At the end of the war a group of White Russian émigré children, who had been evacuated by the Germans from Belgrade, had ended up in the Soviet Zone. Their parents knew where they were. One enterprising mother had simply gone to the home where they were lodged and managed to come away with eight of them. An officer there had told her to take as many as she liked, but that if they were not retrieved soon they would be taken to the USSR. Five other mothers then went to the school, and after a certain amount of drama they were also given their children. The rest went off to Russia in February 1946. Senior UNRRA officials pursued the case, suggesting diplomatically that the Russians had perhaps not been aware that the children in fact had living parents. In June, the Soviets agreed to meet with a group of parents, in the presence of American officials, to see if their claims to the children were valid. It was rather an extraordinary encounter between White and Red Russians:

At first the parents were a little nervous, but as time went on they seemed more at ease and in fact there was apparently some amusing conversation. The hearing was extremely well … conducted according to the White Russian.… He mentioned that some of the remarks and comments made by both parents and officers were highly amusing and witty.… Hardly had the last parent left the room than a very spirited discussion started—democracy versus communism, with the White Russian staff member holding his own. The young American officer listened rather tensely, but informed me that both sides were exceedingly well informed and that the discussion was an interesting one. He did not participate.

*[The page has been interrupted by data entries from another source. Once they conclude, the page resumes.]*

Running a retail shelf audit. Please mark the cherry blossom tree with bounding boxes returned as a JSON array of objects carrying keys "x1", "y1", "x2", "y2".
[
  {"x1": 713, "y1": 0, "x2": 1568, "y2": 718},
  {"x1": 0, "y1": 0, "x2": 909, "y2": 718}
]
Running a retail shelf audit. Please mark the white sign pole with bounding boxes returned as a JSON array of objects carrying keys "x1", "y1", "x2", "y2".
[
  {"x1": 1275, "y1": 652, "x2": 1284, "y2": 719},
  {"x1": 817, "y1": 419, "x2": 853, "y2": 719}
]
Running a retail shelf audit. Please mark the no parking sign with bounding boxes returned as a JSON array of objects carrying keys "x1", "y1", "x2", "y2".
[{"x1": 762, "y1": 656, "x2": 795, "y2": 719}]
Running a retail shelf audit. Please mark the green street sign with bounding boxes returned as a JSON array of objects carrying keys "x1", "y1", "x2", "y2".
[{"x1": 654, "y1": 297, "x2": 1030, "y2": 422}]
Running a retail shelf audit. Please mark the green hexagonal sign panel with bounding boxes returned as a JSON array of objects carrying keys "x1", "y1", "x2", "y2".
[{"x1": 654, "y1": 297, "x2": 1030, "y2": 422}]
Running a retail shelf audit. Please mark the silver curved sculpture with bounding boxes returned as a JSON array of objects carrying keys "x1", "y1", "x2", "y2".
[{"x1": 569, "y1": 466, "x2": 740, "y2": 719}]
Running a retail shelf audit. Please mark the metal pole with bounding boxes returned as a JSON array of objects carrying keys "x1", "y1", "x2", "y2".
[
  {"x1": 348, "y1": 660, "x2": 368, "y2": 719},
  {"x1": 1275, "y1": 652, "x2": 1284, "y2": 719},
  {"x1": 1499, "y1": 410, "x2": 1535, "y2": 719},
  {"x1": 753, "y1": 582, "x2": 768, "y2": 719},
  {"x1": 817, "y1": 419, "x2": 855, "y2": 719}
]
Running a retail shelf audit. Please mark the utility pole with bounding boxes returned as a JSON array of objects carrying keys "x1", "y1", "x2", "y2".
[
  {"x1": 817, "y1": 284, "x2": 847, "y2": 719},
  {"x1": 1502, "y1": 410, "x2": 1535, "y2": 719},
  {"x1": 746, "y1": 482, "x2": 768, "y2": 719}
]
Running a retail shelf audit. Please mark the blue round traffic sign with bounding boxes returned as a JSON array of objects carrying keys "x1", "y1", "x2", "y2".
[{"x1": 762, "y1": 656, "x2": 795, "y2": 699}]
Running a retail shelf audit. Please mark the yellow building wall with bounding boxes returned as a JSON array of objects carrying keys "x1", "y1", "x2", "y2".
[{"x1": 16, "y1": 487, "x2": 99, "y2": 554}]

A few weeks later, the children were brought back to Germany. The Soviets were happy to return them to their parents, but wanted the parents to come to the home where the children were lodged, as they wanted them “really to understand that the children have had good care.” But the émigrés were afraid to go to the Russian Zone, so the children, who “sang Russian songs quite lustily most of the time” on the train, were instead brought to the DP camp where their parents were living and handed over in a little ceremony “carried out with dignity and restraint.” Each family was called in turn and requested to “sign a paper stating that they had received their children and that they were in good condition. Each parent was asked to write a statement of appreciation on the back of the form.” Only one refused. The UNRRA observers, who had expected all sorts of propaganda and unpleasantness, reported with some amazement that
the Soviet officers “were sympathetic and courteous” with their former countrymen.